> Can anyone put me straight on 'accelerations' or 'stagnations' in evolution?
I believe that indeed evolution can change its "speed", but I am not aware of the models to describe this process...
Here's an excerpt from an unpublished manuscript of mine:
"The "punctuated equilibrium" theory of Niles Eldredge and Stephen Jay Gould proposes yet another criticism of traditional Darwinism. Eldredge and Gould observed that evolution tends to happen in fits and starts. Variation, as we saw, tends to be small. Therefore, Darwin saw evolution as a slow, continuous process, without sudden jumps. However, if you study the fossils of organisms found in subsequent geological layers, you will see long intervals in which nothing changed (equilibrium), "punctuated" by short, revolutionary transitions, in which species became extinct and replaced by wholly new forms. Instead of a slow, continous progression, the evolution of life on Earth seems more like the life of a soldier: long periods of boredom interrupted by rare moments of terror. [...]
a systems approach can explain why evolution tends to move in fits and starts. Later we will discuss how negative and positive feedback can either slow down or speed up evolution, resulting in an extremely variable speed. At present, it is sufficient to consider a typical fitness landscape, in which there are valleys separated by ridges. If the evolving system has reached the bottom of a deep valley, there will be almost no change, since variation will fail to pull to the system out of that hole. On the other hand, if there is only a small ridge separating the valley from a neighbouring, deeper valley, then a chance event may be sufficient to push the system over the edge so that it enters the other valley. Such a lucky variation will become increasingly likely when the fitness landscape changes so as to reduce the height of the ridge. Once over the ridge, the descent into the new valley will go very fast. This means that the system will evolve very quickly to a new, fitter configuration.

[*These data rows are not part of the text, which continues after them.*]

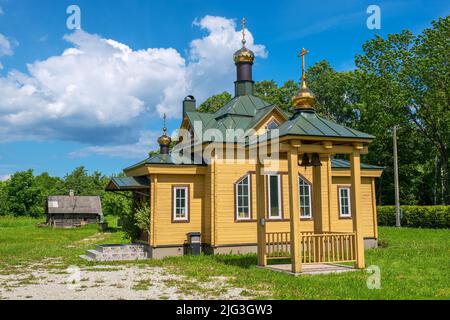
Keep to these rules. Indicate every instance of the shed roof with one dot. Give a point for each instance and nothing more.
(128, 183)
(74, 204)
(345, 164)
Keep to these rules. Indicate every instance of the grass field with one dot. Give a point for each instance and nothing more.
(414, 263)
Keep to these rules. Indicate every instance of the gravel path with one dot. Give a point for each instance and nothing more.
(112, 282)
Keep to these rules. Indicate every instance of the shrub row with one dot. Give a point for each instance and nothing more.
(416, 216)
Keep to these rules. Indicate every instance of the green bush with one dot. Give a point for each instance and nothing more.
(416, 216)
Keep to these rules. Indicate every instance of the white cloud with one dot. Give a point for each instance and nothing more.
(146, 142)
(5, 177)
(100, 91)
(6, 47)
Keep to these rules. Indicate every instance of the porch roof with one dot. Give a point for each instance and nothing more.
(345, 164)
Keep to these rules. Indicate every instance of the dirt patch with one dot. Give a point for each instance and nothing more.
(113, 282)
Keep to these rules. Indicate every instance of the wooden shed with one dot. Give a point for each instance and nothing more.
(73, 211)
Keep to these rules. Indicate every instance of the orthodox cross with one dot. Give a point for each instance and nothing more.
(302, 55)
(243, 31)
(164, 129)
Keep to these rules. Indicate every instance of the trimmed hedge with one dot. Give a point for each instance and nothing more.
(416, 216)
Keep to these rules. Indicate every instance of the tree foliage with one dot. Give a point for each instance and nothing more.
(25, 193)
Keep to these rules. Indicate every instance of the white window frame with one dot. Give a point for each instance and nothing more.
(309, 216)
(249, 202)
(349, 205)
(280, 199)
(186, 203)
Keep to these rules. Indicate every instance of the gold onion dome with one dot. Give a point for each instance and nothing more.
(244, 54)
(164, 140)
(305, 98)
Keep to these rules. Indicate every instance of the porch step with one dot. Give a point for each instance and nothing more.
(117, 252)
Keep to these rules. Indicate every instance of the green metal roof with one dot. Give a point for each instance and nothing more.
(344, 164)
(308, 123)
(158, 159)
(246, 105)
(128, 183)
(229, 121)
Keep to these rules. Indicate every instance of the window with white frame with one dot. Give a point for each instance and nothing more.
(180, 203)
(344, 202)
(304, 190)
(274, 195)
(243, 198)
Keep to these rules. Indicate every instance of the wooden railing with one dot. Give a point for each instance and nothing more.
(278, 245)
(329, 247)
(315, 248)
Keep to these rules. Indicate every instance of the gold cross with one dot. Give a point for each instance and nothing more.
(164, 129)
(243, 31)
(302, 55)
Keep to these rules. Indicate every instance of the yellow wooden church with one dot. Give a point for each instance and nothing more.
(284, 192)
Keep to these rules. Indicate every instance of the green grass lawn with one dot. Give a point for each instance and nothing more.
(21, 241)
(414, 264)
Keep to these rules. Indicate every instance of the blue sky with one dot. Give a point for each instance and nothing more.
(96, 97)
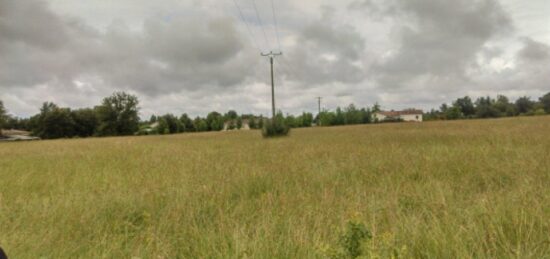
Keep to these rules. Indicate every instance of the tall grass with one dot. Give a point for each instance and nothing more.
(461, 189)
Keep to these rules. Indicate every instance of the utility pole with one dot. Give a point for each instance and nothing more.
(271, 56)
(319, 102)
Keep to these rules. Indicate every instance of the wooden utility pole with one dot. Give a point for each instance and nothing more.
(319, 102)
(271, 56)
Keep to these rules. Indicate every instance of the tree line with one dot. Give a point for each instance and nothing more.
(487, 107)
(118, 115)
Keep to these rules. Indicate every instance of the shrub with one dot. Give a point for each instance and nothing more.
(275, 127)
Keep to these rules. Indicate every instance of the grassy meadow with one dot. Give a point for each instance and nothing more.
(457, 189)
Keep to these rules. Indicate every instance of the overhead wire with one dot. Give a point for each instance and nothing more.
(276, 25)
(254, 41)
(261, 23)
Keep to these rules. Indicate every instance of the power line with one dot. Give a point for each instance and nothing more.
(247, 26)
(276, 26)
(260, 22)
(272, 56)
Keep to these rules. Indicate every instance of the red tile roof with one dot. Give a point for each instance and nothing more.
(399, 113)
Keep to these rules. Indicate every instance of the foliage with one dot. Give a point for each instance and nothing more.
(235, 196)
(186, 123)
(239, 122)
(275, 127)
(85, 122)
(54, 122)
(465, 107)
(215, 121)
(118, 115)
(524, 105)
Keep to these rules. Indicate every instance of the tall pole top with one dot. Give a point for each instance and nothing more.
(272, 54)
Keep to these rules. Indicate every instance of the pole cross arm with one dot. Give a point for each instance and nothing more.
(272, 54)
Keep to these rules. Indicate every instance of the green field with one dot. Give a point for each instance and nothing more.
(460, 189)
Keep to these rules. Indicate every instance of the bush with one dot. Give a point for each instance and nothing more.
(275, 127)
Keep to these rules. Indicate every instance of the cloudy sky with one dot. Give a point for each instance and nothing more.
(196, 56)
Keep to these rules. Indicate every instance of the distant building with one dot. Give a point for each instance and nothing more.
(232, 125)
(404, 115)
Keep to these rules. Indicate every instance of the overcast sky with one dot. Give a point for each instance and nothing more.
(196, 56)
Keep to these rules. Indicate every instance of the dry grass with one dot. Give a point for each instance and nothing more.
(463, 189)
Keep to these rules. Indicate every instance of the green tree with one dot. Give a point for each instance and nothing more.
(214, 121)
(252, 122)
(3, 116)
(153, 119)
(366, 115)
(85, 122)
(306, 119)
(261, 122)
(545, 102)
(275, 127)
(200, 124)
(524, 105)
(290, 121)
(465, 105)
(504, 107)
(118, 115)
(186, 123)
(485, 108)
(327, 118)
(231, 115)
(352, 115)
(163, 127)
(173, 124)
(239, 122)
(453, 113)
(54, 122)
(376, 108)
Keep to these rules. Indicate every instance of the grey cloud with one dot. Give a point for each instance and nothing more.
(438, 39)
(534, 51)
(327, 52)
(183, 53)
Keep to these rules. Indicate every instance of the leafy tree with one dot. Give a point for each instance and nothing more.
(163, 127)
(252, 123)
(545, 102)
(231, 115)
(85, 122)
(454, 113)
(352, 115)
(214, 121)
(327, 118)
(485, 108)
(187, 123)
(239, 122)
(340, 118)
(376, 108)
(153, 119)
(200, 124)
(261, 121)
(367, 115)
(504, 107)
(275, 127)
(118, 115)
(290, 121)
(172, 123)
(465, 105)
(524, 105)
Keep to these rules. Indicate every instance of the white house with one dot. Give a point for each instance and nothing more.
(405, 115)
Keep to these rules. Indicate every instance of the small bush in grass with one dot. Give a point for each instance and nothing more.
(275, 127)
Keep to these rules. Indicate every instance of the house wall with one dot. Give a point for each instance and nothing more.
(411, 117)
(379, 117)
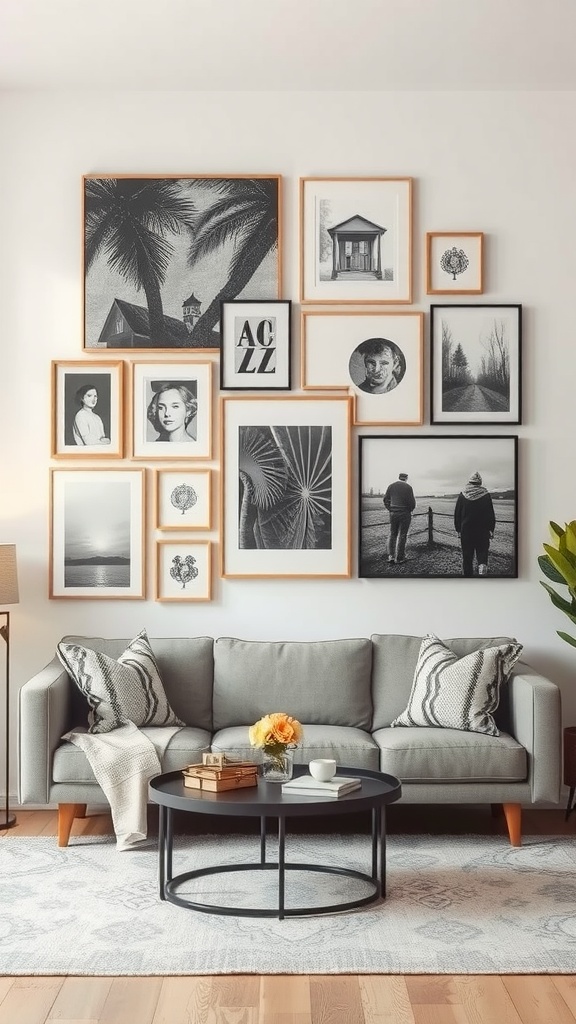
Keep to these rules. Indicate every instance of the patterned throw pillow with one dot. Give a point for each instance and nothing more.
(127, 690)
(454, 692)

If we would check the evolution of the species in the geological record, we would find many fossils corresponding to the position at the bottom of the valley where the organism remained for so long, but few or none corresponding to the crossing of the ridge, which happened very fast on the geological time scale.
The systems approach can help us to understand more profoundly how a small variation can produce a major change. Indeed, organisms, like all systems, are organized in levels, corresponding to their subsystems and subsubsystems. Each subsystem is described by its own set of genes. A mutation in one of the components at the lower levels will in general have little effect on the whole. On the other hand, a mutation at the highest level (the recently discovered "homeobox" genes), where the overall arrangement of the organism is determined, may have a spectacular impact. For example, a single mutation may turn a four-legged animal into a six-legged one. Such high-level mutations are unlikely to be selected, but potentially they can lead to revolutionary changes.